For years, Goldman wore his yarmulke without controversy by staying near his station at the clinic and wearing his service cap above the yarmulke while outdoors. In 1981, however, he was required to testify as a defense witness at a court-martial. His testimony discredited the prosecution witness. Subsequently, a government attorney lodged a complaint about Goldman's wear of the yarmulke. Subsequently, his commanding officer at the hospital, Colonel Joseph Gregory, informed him that he was violating Air Force Regulation 35-10, which states that "headgear will not be worn... while indoors except by armed security police in the performance of their duties." The officer then ordered him to not wear the yarmulke while in uniform outside the hospital.

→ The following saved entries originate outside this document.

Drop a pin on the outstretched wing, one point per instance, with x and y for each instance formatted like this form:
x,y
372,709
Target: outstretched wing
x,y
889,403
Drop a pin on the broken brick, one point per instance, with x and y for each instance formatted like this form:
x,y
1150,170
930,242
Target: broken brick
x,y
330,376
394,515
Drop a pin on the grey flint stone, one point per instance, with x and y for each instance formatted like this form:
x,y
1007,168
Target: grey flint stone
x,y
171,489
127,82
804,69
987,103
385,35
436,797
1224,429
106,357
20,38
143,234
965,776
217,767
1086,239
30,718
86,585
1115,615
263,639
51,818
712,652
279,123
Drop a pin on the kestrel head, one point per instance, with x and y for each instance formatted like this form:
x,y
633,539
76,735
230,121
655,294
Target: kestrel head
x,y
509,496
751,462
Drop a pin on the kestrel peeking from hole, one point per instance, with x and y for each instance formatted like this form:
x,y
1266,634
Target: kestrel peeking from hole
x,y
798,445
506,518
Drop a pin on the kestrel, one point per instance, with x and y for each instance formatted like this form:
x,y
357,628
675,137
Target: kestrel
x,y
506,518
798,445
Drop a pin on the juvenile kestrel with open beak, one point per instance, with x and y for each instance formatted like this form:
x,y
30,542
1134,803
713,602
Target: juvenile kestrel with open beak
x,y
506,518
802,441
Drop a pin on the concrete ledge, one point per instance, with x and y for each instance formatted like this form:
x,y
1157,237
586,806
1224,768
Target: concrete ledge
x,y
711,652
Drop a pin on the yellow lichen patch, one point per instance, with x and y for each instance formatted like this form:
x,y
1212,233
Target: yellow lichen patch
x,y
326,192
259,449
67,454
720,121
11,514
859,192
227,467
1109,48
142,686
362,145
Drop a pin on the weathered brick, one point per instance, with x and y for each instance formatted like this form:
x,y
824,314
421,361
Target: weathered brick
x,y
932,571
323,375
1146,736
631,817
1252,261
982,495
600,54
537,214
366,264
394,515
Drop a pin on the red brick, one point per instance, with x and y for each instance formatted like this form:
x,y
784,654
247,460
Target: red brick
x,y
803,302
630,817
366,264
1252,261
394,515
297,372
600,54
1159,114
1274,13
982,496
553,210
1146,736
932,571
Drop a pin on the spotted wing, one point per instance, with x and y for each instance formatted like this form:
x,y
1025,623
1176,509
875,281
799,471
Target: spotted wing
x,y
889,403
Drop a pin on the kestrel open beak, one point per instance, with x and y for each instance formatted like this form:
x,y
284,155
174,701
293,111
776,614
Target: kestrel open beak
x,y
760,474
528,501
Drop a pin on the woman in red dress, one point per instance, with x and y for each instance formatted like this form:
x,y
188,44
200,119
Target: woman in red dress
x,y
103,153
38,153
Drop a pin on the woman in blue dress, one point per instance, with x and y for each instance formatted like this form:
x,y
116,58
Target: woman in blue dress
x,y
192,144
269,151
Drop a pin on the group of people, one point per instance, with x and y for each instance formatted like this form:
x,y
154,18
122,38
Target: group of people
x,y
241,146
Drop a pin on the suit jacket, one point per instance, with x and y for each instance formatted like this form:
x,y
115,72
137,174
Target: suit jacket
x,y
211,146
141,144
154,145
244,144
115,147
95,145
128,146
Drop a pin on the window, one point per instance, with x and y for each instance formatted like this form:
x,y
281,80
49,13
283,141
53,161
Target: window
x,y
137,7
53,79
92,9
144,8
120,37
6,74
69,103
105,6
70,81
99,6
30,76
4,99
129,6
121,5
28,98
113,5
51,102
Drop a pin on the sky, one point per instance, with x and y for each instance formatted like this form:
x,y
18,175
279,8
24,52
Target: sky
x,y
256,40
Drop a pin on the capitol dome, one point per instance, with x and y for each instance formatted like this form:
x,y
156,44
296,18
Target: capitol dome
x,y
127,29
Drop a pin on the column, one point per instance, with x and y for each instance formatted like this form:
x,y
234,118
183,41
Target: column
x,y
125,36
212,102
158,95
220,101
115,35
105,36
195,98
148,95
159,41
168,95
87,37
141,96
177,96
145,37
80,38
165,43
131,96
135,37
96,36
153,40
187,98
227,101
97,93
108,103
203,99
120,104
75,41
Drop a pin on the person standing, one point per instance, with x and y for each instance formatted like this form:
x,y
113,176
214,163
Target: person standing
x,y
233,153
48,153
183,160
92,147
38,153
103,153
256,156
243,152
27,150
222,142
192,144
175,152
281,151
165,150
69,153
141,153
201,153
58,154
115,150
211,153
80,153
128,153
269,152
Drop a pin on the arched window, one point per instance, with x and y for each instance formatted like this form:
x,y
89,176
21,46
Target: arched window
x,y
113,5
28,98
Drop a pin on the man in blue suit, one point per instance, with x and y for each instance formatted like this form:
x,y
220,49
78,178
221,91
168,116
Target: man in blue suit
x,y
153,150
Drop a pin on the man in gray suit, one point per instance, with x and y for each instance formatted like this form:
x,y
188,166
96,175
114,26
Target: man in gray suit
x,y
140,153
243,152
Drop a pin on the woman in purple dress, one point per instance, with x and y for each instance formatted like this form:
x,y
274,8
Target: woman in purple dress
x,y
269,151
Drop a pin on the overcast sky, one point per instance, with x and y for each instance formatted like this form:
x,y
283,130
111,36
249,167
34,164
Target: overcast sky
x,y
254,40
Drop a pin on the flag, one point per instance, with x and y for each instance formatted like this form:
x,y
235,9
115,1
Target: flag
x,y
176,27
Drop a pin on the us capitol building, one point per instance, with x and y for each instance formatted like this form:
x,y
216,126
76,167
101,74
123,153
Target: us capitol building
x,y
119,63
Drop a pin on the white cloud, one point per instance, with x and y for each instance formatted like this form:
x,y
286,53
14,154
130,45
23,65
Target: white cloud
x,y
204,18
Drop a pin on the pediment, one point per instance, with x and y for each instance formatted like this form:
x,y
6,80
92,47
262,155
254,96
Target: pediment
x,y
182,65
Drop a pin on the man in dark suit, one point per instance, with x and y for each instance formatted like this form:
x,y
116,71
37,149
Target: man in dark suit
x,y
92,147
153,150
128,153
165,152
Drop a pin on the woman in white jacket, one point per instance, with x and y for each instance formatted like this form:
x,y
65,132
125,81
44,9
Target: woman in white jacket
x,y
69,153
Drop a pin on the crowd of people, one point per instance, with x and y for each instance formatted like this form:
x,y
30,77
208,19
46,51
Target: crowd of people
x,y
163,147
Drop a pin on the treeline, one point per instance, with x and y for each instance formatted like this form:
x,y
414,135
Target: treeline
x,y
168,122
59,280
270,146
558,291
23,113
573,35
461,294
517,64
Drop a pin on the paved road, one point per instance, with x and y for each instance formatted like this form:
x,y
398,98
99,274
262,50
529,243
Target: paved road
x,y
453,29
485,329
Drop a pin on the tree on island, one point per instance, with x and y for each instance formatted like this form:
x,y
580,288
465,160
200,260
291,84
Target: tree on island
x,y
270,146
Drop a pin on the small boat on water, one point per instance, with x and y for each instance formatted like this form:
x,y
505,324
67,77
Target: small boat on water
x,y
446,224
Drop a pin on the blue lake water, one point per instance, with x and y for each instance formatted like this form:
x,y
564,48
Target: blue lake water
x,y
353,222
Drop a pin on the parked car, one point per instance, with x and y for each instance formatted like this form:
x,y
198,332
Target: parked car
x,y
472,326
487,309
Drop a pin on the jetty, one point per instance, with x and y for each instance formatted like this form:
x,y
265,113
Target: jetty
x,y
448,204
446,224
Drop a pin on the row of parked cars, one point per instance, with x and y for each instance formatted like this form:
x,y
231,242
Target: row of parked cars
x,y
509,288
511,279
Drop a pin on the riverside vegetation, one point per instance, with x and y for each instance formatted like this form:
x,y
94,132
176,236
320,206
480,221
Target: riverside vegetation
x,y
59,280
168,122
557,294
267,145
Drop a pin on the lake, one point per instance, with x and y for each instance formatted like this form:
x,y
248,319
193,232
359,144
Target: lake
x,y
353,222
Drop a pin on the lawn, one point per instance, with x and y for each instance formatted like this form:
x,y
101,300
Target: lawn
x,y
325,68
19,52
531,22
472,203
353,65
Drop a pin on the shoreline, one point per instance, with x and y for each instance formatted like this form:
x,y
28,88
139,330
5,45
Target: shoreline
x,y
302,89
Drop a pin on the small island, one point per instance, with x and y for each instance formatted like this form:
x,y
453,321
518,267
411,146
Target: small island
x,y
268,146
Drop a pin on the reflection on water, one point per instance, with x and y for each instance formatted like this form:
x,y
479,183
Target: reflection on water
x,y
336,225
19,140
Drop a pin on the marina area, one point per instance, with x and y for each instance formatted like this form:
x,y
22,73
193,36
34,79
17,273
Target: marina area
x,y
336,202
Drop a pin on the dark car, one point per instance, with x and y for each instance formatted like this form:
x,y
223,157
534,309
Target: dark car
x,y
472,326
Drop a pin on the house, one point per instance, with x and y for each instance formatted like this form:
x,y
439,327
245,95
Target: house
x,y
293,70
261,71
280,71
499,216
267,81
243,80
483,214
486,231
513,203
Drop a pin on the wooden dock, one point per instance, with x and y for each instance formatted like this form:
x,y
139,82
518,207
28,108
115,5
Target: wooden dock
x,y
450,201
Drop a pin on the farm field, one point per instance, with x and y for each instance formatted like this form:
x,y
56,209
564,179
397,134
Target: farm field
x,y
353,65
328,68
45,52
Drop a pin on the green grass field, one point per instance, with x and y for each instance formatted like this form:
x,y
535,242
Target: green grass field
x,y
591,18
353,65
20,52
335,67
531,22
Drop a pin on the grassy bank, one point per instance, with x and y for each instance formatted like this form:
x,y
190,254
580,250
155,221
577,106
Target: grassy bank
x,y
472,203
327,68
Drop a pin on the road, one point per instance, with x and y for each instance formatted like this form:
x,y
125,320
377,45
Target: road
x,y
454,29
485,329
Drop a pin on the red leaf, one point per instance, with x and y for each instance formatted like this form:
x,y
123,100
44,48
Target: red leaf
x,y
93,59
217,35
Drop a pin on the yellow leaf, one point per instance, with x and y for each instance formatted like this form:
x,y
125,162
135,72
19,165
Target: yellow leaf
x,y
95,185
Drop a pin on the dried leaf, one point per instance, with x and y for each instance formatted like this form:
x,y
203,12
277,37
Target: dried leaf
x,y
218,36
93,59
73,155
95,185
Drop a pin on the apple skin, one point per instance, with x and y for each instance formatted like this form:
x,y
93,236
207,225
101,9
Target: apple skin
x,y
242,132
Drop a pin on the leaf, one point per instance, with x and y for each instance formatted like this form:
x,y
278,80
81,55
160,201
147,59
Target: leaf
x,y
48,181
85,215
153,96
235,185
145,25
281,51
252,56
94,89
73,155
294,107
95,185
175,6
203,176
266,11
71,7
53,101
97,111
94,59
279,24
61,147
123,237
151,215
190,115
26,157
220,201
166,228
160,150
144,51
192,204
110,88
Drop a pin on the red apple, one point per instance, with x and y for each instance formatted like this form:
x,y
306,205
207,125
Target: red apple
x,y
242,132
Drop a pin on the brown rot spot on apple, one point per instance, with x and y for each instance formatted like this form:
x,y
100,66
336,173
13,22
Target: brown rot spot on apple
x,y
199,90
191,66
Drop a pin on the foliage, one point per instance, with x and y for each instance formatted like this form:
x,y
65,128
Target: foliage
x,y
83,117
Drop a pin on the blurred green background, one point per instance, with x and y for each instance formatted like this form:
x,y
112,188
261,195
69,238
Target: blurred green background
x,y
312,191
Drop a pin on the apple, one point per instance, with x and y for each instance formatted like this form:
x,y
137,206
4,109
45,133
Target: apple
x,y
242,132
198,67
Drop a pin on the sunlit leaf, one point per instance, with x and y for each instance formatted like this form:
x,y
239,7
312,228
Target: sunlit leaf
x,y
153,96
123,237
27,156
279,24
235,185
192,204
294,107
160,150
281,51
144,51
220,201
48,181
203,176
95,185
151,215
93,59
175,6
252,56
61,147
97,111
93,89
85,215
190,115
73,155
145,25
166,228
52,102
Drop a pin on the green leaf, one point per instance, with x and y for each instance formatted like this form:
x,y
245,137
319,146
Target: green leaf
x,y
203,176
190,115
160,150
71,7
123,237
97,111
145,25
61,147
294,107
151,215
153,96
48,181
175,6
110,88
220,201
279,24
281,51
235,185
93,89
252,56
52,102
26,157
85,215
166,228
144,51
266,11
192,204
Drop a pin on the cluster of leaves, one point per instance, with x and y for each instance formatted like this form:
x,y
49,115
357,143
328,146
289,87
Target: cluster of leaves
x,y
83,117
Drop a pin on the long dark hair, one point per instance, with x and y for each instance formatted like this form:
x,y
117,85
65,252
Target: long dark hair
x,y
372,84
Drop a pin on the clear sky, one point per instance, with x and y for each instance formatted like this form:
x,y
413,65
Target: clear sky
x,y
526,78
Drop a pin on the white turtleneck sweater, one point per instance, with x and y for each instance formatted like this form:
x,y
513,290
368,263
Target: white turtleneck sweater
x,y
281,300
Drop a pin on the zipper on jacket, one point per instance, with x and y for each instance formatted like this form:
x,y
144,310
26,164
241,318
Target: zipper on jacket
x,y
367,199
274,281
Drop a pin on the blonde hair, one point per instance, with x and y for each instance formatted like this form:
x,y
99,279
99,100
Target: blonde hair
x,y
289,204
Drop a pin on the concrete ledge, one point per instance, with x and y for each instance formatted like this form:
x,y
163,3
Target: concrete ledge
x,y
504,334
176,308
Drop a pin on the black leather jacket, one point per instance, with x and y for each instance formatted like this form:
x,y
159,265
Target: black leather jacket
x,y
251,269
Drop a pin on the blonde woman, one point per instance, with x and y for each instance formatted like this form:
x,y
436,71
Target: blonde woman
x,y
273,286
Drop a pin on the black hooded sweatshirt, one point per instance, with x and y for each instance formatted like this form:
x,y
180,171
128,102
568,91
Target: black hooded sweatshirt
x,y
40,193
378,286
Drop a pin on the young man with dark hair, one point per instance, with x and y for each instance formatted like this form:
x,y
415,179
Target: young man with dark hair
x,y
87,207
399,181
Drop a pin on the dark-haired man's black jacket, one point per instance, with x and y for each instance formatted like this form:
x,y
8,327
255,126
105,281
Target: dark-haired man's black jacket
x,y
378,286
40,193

Goldman refused this order, and instead his attorney filed a complaint to the Air Force General Counsel. Gregory then ordered that Goldman cease wearing his yarmulke even when within the hospital. Goldman requested to be allowed to report for duty in civilian clothes until the issue was settled in court, but he was denied this and was threatened with court-martial. It was at this point that Goldman sued the Secretary of Defense, Caspar Weinberger for Free Exercise Clause violations. He was favored at the District Court of Washington, D.C., but that decision was reversed in the Court of Appeals. The Supreme Court granted the writ of certiorari.
Supreme Court decision
Because Goldman alleged that this was a Free Exercise violation, he indicated that the defense had to pass the Sherbert test: by demonstrating a "compelling interest" for the violation. He then submitted evidence that there was not a compelling interest for preventing the display of religious apparel, because it presented no danger to military discipline. However, the Court decided against him on a 5-4 decision. The majority opinion, written by Rehnquist, held that this was of no consequence- it contended that the Sherbert test did not apply because the Free Exercise Clause and even the First Amendment in general did not apply to the military in the same way that it did to civilian society. The justification for this was a need to "foster instinctive obedience, unity, commitment, and esprit de corps." The dissenters argued that the decision gave too much deference to the military's judgment and that some judicial scrutiny of military necessity claims should be required.
In the court's ruling it was only decided that the Constitution failed to protect the freedom to wear religious apparel in uniform- it did not outright bar it. This distinction gave Congress the power to enact legislation that would reverse the policy. Allowing "neat and conservative" religious apparel accommodations had been in consideration since 1985, following the cases' ruling in the Court of Appeals. Proposals to do so failed during the case's trial period, but finally succeeded in 1988 through a provision to the annual National Defense Authorization Act. It provides for a general rule that "a member of the armed forces may wear an item of religious apparel while wearing the uniform of the member's armed force." The bill containing the provision was passed by both houses of Congress and signed into law by President Ronald Reagan.